Which freshwater attributes are vital to monitor, to see the benefit from mitigation actions?
The Monitoring Technologies working group invited people to take a quick digital survey on the freshwater attributes they most cared about, aiming to gather insight into which attributes were deemed most vital for monitoring freshwater improvement.
They found that general public and Māori groups of respondents have quite different priorities from local government.
The survey asked respondents to choose a top three from a list of 27 attributes, and also asked respondents to identify with a group (central government, regional/local government, research organisation, public, consultant, iwi or hapū, farmer/farming organisation).
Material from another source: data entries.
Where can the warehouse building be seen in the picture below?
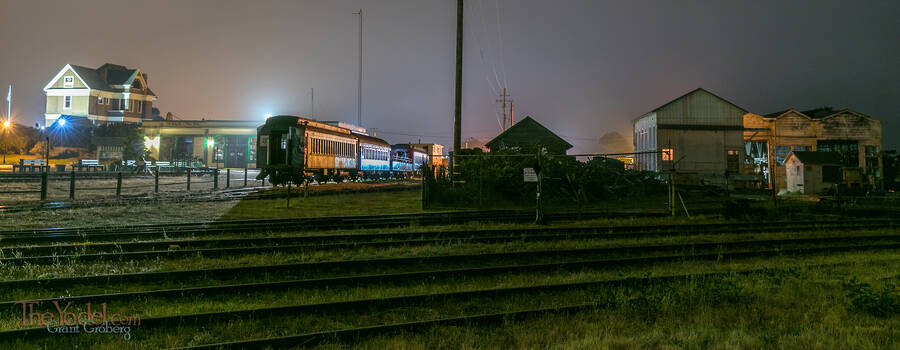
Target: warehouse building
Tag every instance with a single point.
(853, 136)
(213, 143)
(697, 137)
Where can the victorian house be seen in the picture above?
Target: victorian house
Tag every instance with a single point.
(108, 94)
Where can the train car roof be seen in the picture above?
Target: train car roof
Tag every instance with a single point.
(291, 120)
(372, 140)
(408, 147)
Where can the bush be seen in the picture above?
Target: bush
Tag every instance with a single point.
(497, 178)
(883, 302)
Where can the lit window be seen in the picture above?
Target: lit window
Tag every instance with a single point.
(667, 154)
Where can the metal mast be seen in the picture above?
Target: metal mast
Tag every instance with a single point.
(457, 113)
(359, 80)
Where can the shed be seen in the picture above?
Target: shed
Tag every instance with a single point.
(528, 135)
(812, 172)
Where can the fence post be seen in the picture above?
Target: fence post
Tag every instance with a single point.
(44, 186)
(72, 185)
(118, 184)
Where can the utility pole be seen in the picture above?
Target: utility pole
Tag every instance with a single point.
(9, 104)
(512, 112)
(504, 100)
(359, 80)
(457, 113)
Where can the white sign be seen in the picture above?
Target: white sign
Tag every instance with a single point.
(529, 174)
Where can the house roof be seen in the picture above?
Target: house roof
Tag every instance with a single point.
(121, 77)
(817, 113)
(115, 75)
(808, 157)
(524, 133)
(90, 77)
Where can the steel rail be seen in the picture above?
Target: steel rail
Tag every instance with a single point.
(368, 304)
(447, 273)
(217, 252)
(280, 225)
(317, 266)
(423, 237)
(292, 223)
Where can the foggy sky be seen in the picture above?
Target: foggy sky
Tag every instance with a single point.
(582, 68)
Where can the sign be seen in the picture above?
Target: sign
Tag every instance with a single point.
(529, 175)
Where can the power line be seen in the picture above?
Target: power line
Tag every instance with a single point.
(500, 39)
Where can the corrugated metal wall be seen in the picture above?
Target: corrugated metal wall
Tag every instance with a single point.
(700, 108)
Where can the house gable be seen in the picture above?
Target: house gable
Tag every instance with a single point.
(58, 81)
(527, 134)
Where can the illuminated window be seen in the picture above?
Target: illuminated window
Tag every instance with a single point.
(667, 154)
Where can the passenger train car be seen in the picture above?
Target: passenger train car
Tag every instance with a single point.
(290, 143)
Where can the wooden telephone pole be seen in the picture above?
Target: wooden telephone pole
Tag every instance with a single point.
(457, 112)
(504, 99)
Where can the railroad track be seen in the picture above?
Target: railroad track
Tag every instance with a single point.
(416, 276)
(236, 251)
(144, 232)
(401, 301)
(344, 241)
(370, 264)
(315, 223)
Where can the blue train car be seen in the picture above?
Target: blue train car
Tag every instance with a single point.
(374, 156)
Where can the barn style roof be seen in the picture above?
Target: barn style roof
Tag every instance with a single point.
(823, 158)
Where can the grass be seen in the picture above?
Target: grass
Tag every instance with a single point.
(761, 310)
(789, 305)
(69, 267)
(373, 203)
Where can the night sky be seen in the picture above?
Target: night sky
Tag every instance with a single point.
(582, 68)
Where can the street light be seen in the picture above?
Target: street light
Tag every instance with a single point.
(5, 133)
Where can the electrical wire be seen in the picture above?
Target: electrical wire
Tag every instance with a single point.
(500, 39)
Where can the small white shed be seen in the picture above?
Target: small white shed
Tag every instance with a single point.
(812, 172)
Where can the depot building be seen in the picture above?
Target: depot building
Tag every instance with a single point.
(214, 143)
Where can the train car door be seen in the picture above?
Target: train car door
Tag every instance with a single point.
(236, 151)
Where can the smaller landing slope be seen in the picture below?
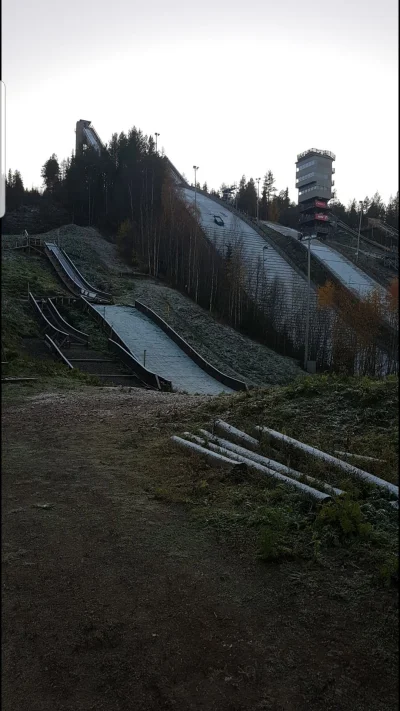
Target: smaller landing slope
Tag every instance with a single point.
(163, 356)
(350, 275)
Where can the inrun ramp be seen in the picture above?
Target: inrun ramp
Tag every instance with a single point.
(58, 254)
(163, 356)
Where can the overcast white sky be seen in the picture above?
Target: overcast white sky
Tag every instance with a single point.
(234, 87)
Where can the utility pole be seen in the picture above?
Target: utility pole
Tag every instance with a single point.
(308, 303)
(258, 194)
(195, 168)
(359, 231)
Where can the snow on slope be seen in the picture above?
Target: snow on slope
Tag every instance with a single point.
(255, 249)
(350, 275)
(163, 356)
(287, 231)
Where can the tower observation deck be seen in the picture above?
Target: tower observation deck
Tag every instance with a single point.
(314, 182)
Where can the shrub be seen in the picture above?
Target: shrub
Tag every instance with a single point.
(344, 518)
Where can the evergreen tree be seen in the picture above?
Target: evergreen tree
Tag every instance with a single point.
(51, 173)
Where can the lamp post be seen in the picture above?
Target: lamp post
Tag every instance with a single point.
(359, 231)
(195, 168)
(308, 302)
(258, 194)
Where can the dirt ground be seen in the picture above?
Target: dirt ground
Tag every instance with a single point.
(115, 600)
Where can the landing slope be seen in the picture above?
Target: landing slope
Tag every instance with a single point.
(163, 356)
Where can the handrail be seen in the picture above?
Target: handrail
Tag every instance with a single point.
(55, 331)
(74, 331)
(56, 350)
(103, 294)
(146, 376)
(233, 383)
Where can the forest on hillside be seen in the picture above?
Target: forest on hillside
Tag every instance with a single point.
(128, 193)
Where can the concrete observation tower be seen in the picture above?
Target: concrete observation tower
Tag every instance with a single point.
(314, 182)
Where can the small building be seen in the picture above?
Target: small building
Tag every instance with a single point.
(314, 182)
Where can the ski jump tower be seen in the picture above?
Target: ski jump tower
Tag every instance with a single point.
(314, 182)
(86, 136)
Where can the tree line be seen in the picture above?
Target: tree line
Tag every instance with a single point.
(276, 206)
(126, 190)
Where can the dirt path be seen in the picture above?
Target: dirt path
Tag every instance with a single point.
(113, 600)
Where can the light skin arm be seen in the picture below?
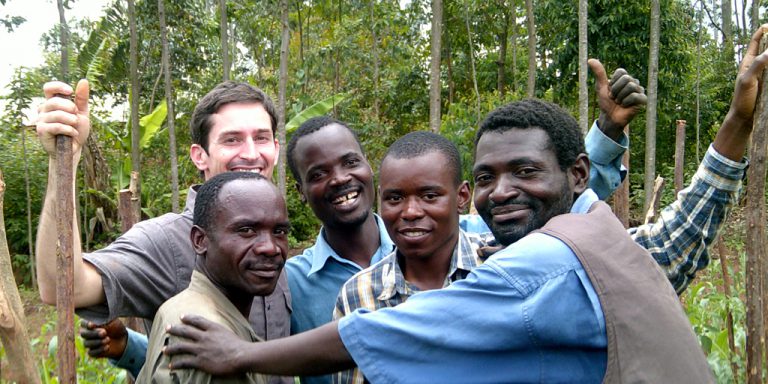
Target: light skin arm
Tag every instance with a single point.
(733, 136)
(214, 349)
(59, 115)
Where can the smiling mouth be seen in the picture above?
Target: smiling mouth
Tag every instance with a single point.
(346, 199)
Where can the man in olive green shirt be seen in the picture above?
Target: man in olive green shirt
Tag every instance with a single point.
(240, 235)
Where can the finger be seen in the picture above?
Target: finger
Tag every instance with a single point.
(58, 104)
(56, 129)
(628, 89)
(618, 86)
(179, 348)
(197, 321)
(82, 91)
(601, 79)
(617, 75)
(53, 87)
(183, 362)
(61, 117)
(635, 100)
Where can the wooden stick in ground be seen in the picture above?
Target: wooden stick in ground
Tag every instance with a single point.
(756, 247)
(21, 366)
(658, 188)
(722, 252)
(65, 307)
(679, 155)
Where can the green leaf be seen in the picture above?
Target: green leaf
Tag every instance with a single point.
(318, 109)
(150, 124)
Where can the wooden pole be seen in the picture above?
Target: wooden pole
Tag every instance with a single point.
(756, 247)
(621, 196)
(64, 261)
(679, 155)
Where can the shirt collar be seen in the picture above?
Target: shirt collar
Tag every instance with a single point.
(323, 251)
(463, 260)
(584, 201)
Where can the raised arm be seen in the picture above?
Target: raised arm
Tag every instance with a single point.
(60, 115)
(680, 238)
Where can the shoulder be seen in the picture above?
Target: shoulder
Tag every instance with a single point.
(533, 261)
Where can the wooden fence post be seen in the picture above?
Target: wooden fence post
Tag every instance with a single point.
(756, 247)
(13, 324)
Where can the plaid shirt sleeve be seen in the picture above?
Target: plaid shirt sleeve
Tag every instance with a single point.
(679, 239)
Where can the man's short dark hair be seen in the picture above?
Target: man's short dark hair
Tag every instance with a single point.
(564, 134)
(420, 143)
(208, 193)
(307, 128)
(225, 93)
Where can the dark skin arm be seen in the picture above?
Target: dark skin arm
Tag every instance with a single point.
(619, 99)
(731, 140)
(216, 350)
(106, 340)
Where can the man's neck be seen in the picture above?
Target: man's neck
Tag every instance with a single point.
(427, 272)
(356, 244)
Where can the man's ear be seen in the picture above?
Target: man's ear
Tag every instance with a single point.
(579, 174)
(297, 185)
(199, 157)
(277, 153)
(463, 197)
(199, 240)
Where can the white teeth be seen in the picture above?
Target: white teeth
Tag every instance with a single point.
(346, 199)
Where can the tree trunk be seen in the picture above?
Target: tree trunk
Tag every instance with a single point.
(13, 324)
(224, 30)
(583, 92)
(756, 241)
(679, 155)
(531, 88)
(434, 67)
(501, 80)
(472, 63)
(135, 91)
(283, 80)
(375, 55)
(171, 116)
(650, 124)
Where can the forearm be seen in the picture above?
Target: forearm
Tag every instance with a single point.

Collectively, the 244 respondents prioritised nitrogen over all other attributes, followed by E.coli, macroinvertebrates, algae, and fish diversity/abundance.
When separated into groups, the researchers found with interest that different groups prioritised different attributes.
Members of the public found algal bloom the most important, whereas iwi and hapū found the much more holistic and culturally important mauri and mahinga kai of the water as the most important.
This tells us that different groups involved in monitoring the effect of activities to improve freshwater quality have different interpretations of what success looks like. Guidance will be needed so the appropriate monitoring technologies are chosen. The result also confirms the need for a wider range of monitoring technologies than those used for State of the Environment monitoring.
The two-question digital survey was shared through social media and professional networks and ran from October 2020 to March 2021. It made a small contribution to a much larger piece of work.